Juliette Labous fourth

Three weeks after Annemiek van Vleuten’s success in the Giro Rosa, the women’s version of the Tour of Italy, this 2022 edition of the Women’s Tour de France confirms the current domination of the Netherlands in women’s cycling: the Dutchwoman Demi Vollering, appeared as the only one able to compete, only one time, with van Vleuten, finished the race on the second step of the podium, when Marianne Vos (Jumbo-Visma) spent four days in yellow and pocketed two stages, and Lorena Wiebes ( Team DSM) dominated two sprint finishes, including the inaugural stage on the Champs-Elysées on Sunday July 24.

France will have to wait before finding an heiress in Jeannie Longo, triple winner in the last Tour de France to have been organized by Amaury Sport Organization, the historic manager of the men’s Tour, from 1984 to 1989. She has with Juliette Labous , (Team DSM), first Habs in the general classification (4th, at 7 minutes 28 s) of a serious candidate for the final victory in the years to come.

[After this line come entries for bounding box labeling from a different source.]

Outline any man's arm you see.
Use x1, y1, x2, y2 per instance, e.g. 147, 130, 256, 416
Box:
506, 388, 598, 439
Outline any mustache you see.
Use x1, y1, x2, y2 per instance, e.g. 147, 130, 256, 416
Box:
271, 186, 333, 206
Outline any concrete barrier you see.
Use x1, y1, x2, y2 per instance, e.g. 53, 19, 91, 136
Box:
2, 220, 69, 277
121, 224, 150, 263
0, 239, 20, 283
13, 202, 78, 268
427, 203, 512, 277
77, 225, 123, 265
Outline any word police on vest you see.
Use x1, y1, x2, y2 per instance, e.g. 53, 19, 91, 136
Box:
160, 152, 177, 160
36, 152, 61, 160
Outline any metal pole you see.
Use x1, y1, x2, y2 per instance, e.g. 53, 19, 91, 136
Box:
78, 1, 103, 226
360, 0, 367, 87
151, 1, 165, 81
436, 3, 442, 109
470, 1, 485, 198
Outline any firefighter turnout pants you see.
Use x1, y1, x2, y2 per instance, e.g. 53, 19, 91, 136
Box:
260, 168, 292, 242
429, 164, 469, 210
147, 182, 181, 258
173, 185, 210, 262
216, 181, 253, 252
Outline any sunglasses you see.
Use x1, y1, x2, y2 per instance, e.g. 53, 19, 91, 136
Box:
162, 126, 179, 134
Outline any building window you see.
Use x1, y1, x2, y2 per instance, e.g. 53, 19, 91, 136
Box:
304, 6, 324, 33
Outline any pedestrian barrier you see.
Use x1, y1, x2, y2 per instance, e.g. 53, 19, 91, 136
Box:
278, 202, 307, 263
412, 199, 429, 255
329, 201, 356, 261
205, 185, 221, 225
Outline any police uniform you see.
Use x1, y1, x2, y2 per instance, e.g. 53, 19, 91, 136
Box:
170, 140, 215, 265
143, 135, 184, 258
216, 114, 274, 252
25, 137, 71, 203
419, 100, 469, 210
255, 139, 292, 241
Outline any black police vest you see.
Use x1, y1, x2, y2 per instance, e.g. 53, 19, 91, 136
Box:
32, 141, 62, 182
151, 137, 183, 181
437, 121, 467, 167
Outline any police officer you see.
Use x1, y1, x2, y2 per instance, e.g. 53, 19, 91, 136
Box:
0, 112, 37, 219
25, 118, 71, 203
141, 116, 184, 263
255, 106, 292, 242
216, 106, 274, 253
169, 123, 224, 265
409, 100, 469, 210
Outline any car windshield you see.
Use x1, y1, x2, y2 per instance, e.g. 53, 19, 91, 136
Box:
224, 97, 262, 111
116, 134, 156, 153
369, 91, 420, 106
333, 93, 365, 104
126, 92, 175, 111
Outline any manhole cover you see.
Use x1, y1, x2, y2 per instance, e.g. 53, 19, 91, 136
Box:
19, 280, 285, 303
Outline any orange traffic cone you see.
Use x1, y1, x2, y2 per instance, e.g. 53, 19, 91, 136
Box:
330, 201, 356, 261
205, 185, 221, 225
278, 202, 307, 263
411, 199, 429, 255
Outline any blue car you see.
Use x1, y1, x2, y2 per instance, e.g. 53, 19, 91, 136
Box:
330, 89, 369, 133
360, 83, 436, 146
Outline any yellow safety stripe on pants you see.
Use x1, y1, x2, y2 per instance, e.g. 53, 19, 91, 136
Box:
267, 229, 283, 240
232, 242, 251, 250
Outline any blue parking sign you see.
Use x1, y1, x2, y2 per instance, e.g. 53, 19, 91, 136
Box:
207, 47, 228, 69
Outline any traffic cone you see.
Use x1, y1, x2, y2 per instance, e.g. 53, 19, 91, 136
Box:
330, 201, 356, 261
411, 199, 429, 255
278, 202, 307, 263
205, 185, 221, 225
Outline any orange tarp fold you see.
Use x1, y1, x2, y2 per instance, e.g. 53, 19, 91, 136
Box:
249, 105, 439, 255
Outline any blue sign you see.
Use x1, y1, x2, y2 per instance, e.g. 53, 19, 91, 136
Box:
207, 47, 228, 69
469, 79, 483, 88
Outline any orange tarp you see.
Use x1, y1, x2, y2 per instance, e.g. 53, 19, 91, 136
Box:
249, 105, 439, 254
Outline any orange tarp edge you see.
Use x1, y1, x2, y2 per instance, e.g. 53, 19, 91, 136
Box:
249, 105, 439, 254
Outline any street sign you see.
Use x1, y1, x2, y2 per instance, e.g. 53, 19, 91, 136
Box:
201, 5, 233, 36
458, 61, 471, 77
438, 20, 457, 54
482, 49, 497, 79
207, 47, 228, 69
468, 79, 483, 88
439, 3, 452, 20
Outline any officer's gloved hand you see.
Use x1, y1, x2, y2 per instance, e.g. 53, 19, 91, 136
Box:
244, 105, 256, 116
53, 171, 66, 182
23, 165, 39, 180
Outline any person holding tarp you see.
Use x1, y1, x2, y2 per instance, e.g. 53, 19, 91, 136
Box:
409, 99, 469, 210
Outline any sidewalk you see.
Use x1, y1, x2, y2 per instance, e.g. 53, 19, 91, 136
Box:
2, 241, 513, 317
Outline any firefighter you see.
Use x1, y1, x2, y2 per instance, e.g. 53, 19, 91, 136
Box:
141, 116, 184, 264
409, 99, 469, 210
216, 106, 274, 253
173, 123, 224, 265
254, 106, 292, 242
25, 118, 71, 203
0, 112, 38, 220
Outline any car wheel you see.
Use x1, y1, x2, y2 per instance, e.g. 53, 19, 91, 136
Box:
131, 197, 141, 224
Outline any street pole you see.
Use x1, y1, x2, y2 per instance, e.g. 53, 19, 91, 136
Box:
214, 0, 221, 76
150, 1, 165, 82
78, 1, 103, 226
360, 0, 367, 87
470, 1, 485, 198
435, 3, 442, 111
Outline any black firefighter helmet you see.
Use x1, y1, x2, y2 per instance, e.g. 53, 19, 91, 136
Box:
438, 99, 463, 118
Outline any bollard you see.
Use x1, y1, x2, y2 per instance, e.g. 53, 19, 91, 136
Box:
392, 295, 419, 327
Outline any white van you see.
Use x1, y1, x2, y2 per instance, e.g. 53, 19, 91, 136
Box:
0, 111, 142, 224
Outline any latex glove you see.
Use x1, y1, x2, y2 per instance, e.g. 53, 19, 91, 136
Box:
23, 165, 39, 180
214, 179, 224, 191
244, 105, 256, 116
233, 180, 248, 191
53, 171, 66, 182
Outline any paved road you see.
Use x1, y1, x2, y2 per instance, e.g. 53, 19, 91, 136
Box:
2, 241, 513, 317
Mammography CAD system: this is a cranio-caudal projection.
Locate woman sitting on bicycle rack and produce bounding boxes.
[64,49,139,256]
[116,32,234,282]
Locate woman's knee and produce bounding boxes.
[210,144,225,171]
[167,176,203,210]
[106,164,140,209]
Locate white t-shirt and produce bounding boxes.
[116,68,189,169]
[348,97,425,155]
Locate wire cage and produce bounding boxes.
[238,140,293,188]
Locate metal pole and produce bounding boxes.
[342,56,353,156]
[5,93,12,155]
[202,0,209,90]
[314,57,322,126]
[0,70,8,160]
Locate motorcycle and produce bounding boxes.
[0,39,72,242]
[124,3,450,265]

Level differences still too great

The director of the Tour and former runner Marion Rousse can be satisfied while waiting for several successes, including the audiences. The eight days of racing gathered an average of 2 million viewers on France Télévisions, the broadcaster of the event, or half of the figures collected three weeks earlier on the men’s Tour. Perhaps seduced by a few innovations, such as the possibility, in the manner of Formula 1 races, of listening live to the instructions received in their headsets by the runners, 2.7 million people followed Saturday the penultimate step in front of their post.

Certain modalities of the event, however, still need to be refined to avoid the repetition of massive falls observed this year in future editions. “Differences in level cause a lot of incidentsincluded Stephen Delcourt, the manager of the French team FDJ-Suez-Futuroscope whose co-leader Marta Cavalli had been eliminated on the second day of racing after a crash. Our sport is not mature, there are big differences in level and that’s normal. I understand that ASO wanted to support certain teams by having them take part in this great race, but there are cyclists who don’t have the experience. »

There also remains the frustration, expressed by several riders, of not having been able to run a less telegenic time trial or very high mountain stage in the Alps and the Pyrenees, i.e. the two traditional justices of the peace of the men’s race. “This year, it was very important to be attractive. But we don’t forbid ourselves to put some in the next few years, ” recalled Marion Rousse.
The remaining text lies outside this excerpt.